Week 1 Friday

Week 1 Friday#

Announcements#

We’ll start on the library pandas next week. Most important library of Math 10.
Annotated versions of the Monday and Wednesday files are in the course notes.
For now, I’m going to keep using Deepnote to distribute files, but I will lecture locally (not “in the cloud”) using Anaconda Navigator’s Jupyter notebooks from the lab computer.
Worksheets 1 and 2 posted in Deepnote. For Worksheet 1, to get full points, please work in a group (2-3 students total). For Worksheet 2, it’s up to you if you work in a group or not.
Yufei, one of our three LAs, is here to help.
If you’re stuck on something and not able to ask in person, try asking on Ed Discussion (linked from Canvas).
I have another class at 2pm across campus, so unfortunately I can basically never stay around to answer questions.

More complex example of Boolean indexing#

Define arr as follows. We will then create the subarray of arr containing the rows which have at least two 2s using the following strategy.

import numpy as np

rng = np.random.default_rng(seed=100)
arr = rng.integers(0, 5, size=(10,3))
arr

array([[3, 4, 0],
       [2, 0, 1],
       [2, 0, 2],
       [4, 4, 2],
       [2, 3, 4],
       [4, 0, 3],
       [3, 0, 2],
       [4, 3, 1],
       [1, 3, 0],
       [2, 2, 2]], dtype=int64)

Make a 10x3 Boolean array indicating where arr is equal to 2.

arr == 2

array([[False, False, False],
       [ True, False, False],
       [ True, False,  True],
       [False, False,  True],
       [ True, False, False],
       [False, False, False],
       [False, False,  True],
       [False, False, False],
       [False, False, False],
       [ True,  True,  True]])

Use the sum method with axis=1 to find how many 2s there are in each row.

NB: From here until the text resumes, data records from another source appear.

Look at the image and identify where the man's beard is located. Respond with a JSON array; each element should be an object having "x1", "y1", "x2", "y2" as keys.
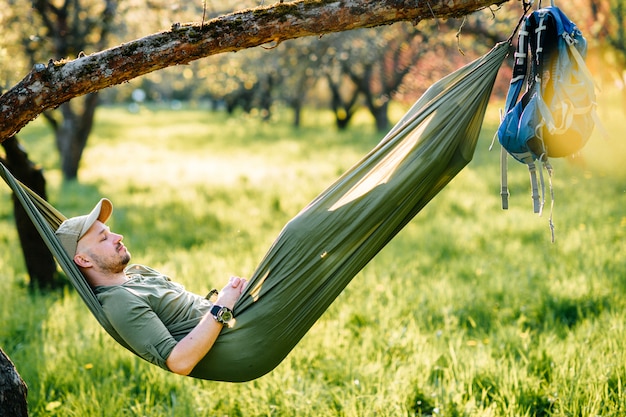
[{"x1": 89, "y1": 250, "x2": 131, "y2": 274}]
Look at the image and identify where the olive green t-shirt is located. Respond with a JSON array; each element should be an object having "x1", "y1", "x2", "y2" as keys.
[{"x1": 94, "y1": 264, "x2": 212, "y2": 370}]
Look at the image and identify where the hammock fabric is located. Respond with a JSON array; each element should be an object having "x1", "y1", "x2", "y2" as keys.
[{"x1": 1, "y1": 41, "x2": 509, "y2": 382}]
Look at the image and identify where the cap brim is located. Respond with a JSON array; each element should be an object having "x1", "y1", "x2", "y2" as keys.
[{"x1": 79, "y1": 198, "x2": 113, "y2": 238}]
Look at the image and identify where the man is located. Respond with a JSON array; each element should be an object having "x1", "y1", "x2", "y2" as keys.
[{"x1": 55, "y1": 198, "x2": 247, "y2": 376}]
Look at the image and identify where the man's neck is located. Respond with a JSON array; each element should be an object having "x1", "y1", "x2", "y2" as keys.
[{"x1": 84, "y1": 270, "x2": 128, "y2": 287}]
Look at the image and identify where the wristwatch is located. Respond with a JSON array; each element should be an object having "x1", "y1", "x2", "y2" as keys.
[{"x1": 210, "y1": 304, "x2": 233, "y2": 325}]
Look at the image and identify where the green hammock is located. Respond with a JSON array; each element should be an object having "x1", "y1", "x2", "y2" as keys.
[{"x1": 1, "y1": 41, "x2": 509, "y2": 382}]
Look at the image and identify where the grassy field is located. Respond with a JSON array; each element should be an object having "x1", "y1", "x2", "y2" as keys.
[{"x1": 1, "y1": 92, "x2": 625, "y2": 416}]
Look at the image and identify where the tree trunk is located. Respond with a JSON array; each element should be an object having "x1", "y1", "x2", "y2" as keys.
[
  {"x1": 1, "y1": 137, "x2": 58, "y2": 289},
  {"x1": 0, "y1": 348, "x2": 28, "y2": 417},
  {"x1": 372, "y1": 101, "x2": 390, "y2": 133},
  {"x1": 258, "y1": 74, "x2": 274, "y2": 122},
  {"x1": 54, "y1": 92, "x2": 99, "y2": 181},
  {"x1": 289, "y1": 98, "x2": 303, "y2": 128},
  {"x1": 336, "y1": 114, "x2": 352, "y2": 131},
  {"x1": 326, "y1": 73, "x2": 360, "y2": 131}
]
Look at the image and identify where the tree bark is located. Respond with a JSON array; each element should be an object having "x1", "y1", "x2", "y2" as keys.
[
  {"x1": 0, "y1": 0, "x2": 509, "y2": 142},
  {"x1": 0, "y1": 348, "x2": 28, "y2": 417}
]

cts = (arr == 2).sum(axis=1)
cts

array([0, 1, 2, 1, 1, 0, 1, 0, 0, 3])

Use Boolean indexing to create the subarray of arr2 containing only the rows which have at least two 2s.

# Boolean array
cts > 1 # cts >= 2

array([False, False,  True, False, False, False, False, False, False,
        True])

Here we “keep” the rows corresponding to the True values, that is, we keep the rows that have at least two 2s.

arr[cts > 1]

array([[2, 0, 2],
       [2, 2, 2]], dtype=int64)

The following means exactly the same thing, but it is a little harder to read because we’ve replaced cts with the definition of cts.

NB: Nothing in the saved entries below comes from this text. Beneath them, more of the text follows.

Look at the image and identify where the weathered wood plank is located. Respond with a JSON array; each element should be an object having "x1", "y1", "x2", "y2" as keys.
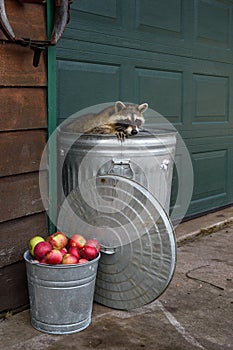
[
  {"x1": 0, "y1": 0, "x2": 48, "y2": 315},
  {"x1": 0, "y1": 0, "x2": 46, "y2": 41},
  {"x1": 0, "y1": 88, "x2": 47, "y2": 131},
  {"x1": 0, "y1": 212, "x2": 48, "y2": 267},
  {"x1": 0, "y1": 43, "x2": 47, "y2": 86},
  {"x1": 0, "y1": 172, "x2": 48, "y2": 223},
  {"x1": 0, "y1": 261, "x2": 29, "y2": 312},
  {"x1": 0, "y1": 130, "x2": 47, "y2": 177}
]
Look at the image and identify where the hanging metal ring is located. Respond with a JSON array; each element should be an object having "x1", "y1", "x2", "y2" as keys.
[{"x1": 0, "y1": 0, "x2": 72, "y2": 66}]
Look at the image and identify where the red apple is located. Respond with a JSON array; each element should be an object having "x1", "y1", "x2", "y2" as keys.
[
  {"x1": 60, "y1": 247, "x2": 67, "y2": 256},
  {"x1": 86, "y1": 238, "x2": 100, "y2": 253},
  {"x1": 68, "y1": 246, "x2": 80, "y2": 260},
  {"x1": 78, "y1": 258, "x2": 89, "y2": 264},
  {"x1": 80, "y1": 245, "x2": 98, "y2": 260},
  {"x1": 47, "y1": 232, "x2": 68, "y2": 250},
  {"x1": 69, "y1": 234, "x2": 86, "y2": 249},
  {"x1": 34, "y1": 241, "x2": 52, "y2": 260},
  {"x1": 39, "y1": 257, "x2": 47, "y2": 264},
  {"x1": 45, "y1": 249, "x2": 63, "y2": 264},
  {"x1": 62, "y1": 253, "x2": 79, "y2": 264}
]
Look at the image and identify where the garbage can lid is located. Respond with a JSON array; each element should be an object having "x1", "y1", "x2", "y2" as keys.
[{"x1": 57, "y1": 175, "x2": 176, "y2": 310}]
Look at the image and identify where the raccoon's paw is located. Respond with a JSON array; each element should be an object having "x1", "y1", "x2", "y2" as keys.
[{"x1": 116, "y1": 131, "x2": 126, "y2": 142}]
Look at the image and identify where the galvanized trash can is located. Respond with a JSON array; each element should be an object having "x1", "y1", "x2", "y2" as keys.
[
  {"x1": 58, "y1": 128, "x2": 176, "y2": 214},
  {"x1": 57, "y1": 125, "x2": 177, "y2": 310},
  {"x1": 24, "y1": 251, "x2": 100, "y2": 334}
]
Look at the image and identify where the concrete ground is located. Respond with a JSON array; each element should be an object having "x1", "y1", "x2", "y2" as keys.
[{"x1": 0, "y1": 208, "x2": 233, "y2": 350}]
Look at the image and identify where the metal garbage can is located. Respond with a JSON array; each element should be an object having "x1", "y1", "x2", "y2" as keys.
[
  {"x1": 57, "y1": 126, "x2": 177, "y2": 310},
  {"x1": 24, "y1": 251, "x2": 100, "y2": 334},
  {"x1": 58, "y1": 128, "x2": 176, "y2": 214}
]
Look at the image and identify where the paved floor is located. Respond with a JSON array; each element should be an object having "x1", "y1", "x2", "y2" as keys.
[
  {"x1": 0, "y1": 211, "x2": 233, "y2": 350},
  {"x1": 175, "y1": 205, "x2": 233, "y2": 243}
]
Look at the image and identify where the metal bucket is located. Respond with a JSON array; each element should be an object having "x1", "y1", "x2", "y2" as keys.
[
  {"x1": 58, "y1": 128, "x2": 177, "y2": 214},
  {"x1": 24, "y1": 251, "x2": 100, "y2": 334}
]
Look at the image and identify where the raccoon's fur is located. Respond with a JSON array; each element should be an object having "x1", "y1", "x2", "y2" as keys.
[{"x1": 65, "y1": 101, "x2": 148, "y2": 140}]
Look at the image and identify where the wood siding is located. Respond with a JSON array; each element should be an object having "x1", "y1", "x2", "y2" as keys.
[{"x1": 0, "y1": 1, "x2": 48, "y2": 314}]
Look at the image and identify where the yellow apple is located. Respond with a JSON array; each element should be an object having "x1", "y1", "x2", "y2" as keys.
[{"x1": 29, "y1": 236, "x2": 45, "y2": 256}]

arr[(arr == 2).sum(axis=1) > 1]

array([[2, 0, 2],
       [2, 2, 2]], dtype=int64)

We’ve seen that we can use Boolean arrays to keep certain rows. We can also use a list of indices. Here we get the row at index 9 repeated four times.

arr[[9,9,9,9]]

array([[2, 2, 2],
       [2, 2, 2],
       [2, 2, 2],
       [2, 2, 2]], dtype=int64)

Here’s a reminder of what arr is.

arr

array([[3, 4, 0],
       [2, 0, 1],
       [2, 0, 2],
       [4, 4, 2],
       [2, 3, 4],
       [4, 0, 3],
       [3, 0, 2],
       [4, 3, 1],
       [1, 3, 0],
       [2, 2, 2]], dtype=int64)

Why did we use the double square brackets above? The outer square brackets are for indexing. The inner square brackets are for a list. Why do we need the list inside? Here is what happens if we omit the inner square brackets. The 8 gets us to the row at index 8, and the 1 gets to the element at index 1 in that row. (Remember that numbering in Python starts at 0.)

arr[8,1]

On the other hand, if we use a list on the inside for indexing, then we get the row at index 8 followed by the row at index 1.

arr[[8,1]]

array([[1, 3, 0],
       [2, 0, 1]], dtype=int64)

There was a question about whether we can do the same sort of thing with columns. Here is the shortest way I know; there could be an abbreviated way to do the same thing.

arr[:, [0,1,1,1,0]]

array([[3, 4, 4, 4, 3],
       [2, 0, 0, 0, 2],
       [2, 0, 0, 0, 2],
       [4, 4, 4, 4, 4],
       [2, 3, 3, 3, 2],
       [4, 0, 0, 0, 4],
       [3, 0, 0, 0, 3],
       [4, 3, 3, 3, 4],
       [1, 3, 3, 3, 1],
       [2, 2, 2, 2, 2]], dtype=int64)

Here is a more basic example of Boolean indexing, because it’s a one-dimensional array.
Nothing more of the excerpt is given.